他在万军之中找不到那个身影,却与其他所有人的想法都一样,只要有那个人在,他们一定会赢。
从出京城起,他们便片刻也没有耽搁,出了蓝阳关后更是如迅雷急电一般,飞快地攻城掠地,一路向前推去,很快便登上南川的城墙。
过了南川,季云祺便要与他分开了。
“南川到蓟门关之间多山路,崎岖难行,带上你的车驾的话,恐怕失了先机。你在南川等我,夺下蓟门关,我立刻回来找你。”
萧方再不想分开,也只能点头。
蓟门关一战至关重要,无论进退都要迅如雷霆,若是有他在阵前,不光行动多有顾虑,甚至是送给敌人的一处命门。
季云祺留下邢阳在他身边,一马当先,向西而去。
萧方第一次这样看着他的背影离开,却再没了送别云枫那时的洒脱,也不知道是不是因为他有生以来遇到过特别顺心的事不多,抑或是已经习惯了依靠季云祺。

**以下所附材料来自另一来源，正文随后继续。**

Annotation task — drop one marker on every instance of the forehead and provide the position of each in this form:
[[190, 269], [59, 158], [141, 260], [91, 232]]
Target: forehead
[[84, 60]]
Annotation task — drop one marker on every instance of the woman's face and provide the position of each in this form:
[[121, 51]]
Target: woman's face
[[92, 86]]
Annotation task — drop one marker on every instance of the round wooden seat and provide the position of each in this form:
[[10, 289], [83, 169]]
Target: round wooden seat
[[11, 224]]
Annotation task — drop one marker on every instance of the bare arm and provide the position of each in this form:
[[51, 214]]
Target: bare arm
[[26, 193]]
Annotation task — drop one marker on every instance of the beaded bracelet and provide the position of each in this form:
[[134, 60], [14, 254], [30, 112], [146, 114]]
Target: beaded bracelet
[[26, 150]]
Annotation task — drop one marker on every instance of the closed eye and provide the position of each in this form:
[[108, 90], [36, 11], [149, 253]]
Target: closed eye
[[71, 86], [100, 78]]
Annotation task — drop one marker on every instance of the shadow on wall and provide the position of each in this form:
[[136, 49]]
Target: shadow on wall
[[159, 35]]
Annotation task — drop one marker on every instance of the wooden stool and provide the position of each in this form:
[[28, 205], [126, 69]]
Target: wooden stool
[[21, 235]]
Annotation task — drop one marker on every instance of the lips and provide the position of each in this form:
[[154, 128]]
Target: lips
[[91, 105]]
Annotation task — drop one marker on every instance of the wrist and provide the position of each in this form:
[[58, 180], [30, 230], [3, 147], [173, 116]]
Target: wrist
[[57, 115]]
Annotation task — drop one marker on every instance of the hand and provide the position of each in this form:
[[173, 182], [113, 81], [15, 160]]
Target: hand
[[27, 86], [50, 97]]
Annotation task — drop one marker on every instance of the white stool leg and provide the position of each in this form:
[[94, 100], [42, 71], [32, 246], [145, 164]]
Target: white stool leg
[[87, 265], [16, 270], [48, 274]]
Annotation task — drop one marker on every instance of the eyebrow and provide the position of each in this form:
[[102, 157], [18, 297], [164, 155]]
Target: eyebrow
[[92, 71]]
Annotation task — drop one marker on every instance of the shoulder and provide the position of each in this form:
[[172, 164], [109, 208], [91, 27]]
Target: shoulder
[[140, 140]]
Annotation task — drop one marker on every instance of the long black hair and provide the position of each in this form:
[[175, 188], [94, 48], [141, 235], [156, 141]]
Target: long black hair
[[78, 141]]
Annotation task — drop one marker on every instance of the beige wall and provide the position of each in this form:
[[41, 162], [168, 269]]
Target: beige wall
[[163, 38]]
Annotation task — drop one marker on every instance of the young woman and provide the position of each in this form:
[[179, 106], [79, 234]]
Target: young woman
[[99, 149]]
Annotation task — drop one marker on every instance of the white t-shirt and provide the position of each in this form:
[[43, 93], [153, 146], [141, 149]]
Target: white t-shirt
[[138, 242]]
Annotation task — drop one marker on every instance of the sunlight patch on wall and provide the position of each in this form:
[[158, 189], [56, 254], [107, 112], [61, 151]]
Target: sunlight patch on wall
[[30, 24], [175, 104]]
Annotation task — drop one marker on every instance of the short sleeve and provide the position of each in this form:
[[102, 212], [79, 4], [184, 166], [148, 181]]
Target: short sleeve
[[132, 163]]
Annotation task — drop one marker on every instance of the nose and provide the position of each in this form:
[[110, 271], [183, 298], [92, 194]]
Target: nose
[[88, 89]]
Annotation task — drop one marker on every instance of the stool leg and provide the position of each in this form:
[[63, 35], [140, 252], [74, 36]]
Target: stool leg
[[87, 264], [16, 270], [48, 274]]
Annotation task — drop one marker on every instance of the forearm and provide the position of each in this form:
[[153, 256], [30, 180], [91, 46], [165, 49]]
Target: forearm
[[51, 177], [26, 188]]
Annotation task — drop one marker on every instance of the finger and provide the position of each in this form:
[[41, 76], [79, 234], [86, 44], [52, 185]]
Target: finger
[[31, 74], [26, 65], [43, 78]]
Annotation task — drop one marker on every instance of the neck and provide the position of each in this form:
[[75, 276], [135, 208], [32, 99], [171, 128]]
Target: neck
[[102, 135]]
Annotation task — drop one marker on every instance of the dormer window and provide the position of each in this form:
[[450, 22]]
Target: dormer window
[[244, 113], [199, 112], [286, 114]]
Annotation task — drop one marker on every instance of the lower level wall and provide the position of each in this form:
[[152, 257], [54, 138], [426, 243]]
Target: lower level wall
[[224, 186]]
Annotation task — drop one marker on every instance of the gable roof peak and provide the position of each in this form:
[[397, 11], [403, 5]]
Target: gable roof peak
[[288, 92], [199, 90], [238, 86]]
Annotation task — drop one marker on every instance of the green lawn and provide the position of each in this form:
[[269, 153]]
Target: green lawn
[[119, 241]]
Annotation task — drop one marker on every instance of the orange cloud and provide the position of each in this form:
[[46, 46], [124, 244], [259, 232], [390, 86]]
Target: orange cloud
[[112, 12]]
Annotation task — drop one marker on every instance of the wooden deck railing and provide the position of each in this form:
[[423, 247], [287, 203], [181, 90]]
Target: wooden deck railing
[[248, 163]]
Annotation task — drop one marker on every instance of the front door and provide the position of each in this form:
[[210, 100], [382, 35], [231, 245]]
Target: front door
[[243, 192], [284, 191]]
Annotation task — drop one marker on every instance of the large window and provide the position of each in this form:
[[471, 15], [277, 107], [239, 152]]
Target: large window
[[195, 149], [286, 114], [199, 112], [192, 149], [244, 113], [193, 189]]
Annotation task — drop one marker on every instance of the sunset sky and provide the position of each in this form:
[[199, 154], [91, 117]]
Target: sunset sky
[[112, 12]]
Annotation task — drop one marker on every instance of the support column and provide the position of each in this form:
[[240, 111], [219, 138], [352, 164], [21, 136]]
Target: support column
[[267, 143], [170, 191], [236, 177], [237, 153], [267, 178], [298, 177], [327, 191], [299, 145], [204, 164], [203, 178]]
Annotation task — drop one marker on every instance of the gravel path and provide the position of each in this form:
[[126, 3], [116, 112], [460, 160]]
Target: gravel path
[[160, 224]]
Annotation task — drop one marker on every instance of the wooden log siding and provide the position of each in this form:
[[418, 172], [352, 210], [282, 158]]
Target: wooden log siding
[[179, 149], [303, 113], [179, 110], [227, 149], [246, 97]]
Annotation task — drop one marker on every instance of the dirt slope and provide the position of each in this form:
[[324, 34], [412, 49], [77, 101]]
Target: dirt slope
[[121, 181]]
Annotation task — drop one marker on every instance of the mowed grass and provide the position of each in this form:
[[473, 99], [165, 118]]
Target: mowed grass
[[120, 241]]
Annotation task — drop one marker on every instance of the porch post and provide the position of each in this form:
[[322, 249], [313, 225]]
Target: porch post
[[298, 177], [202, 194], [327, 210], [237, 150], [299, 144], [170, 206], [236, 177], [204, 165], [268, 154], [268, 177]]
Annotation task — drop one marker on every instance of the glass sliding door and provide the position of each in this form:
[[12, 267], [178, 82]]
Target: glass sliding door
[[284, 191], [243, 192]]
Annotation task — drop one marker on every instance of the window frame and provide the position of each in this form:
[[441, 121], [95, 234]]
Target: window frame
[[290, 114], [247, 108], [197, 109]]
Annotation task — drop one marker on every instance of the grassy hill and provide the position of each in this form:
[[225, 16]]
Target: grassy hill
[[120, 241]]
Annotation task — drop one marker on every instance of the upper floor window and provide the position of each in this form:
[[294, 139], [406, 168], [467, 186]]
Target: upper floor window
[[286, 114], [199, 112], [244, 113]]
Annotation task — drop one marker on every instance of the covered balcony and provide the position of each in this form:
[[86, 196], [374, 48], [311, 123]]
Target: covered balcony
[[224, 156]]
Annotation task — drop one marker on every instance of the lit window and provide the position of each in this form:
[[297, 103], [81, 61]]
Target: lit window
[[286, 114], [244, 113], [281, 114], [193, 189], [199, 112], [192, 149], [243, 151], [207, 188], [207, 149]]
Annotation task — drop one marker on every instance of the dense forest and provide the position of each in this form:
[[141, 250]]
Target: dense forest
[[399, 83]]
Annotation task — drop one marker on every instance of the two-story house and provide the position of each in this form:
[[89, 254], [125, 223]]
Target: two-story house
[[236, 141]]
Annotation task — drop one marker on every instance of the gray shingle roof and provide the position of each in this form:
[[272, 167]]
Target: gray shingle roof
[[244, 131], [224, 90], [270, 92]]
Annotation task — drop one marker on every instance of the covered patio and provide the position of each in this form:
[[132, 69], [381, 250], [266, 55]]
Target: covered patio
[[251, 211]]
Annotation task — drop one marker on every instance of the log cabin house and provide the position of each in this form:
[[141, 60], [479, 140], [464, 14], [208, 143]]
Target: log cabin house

像这样自己在陌生的城镇里,居然莫名有种心烦意乱的恐慌。
慌得失眠。
他们出发的时候是二月,如今已经到了五月间,正是温度舒适的时节,他睡不着,便带着小圆去城墙上走走。
古代的城池远没有现代那样的规模,更别说这样的边陲,南川早先时候算是两国的交通要道,互市兴盛,还算稍微大些。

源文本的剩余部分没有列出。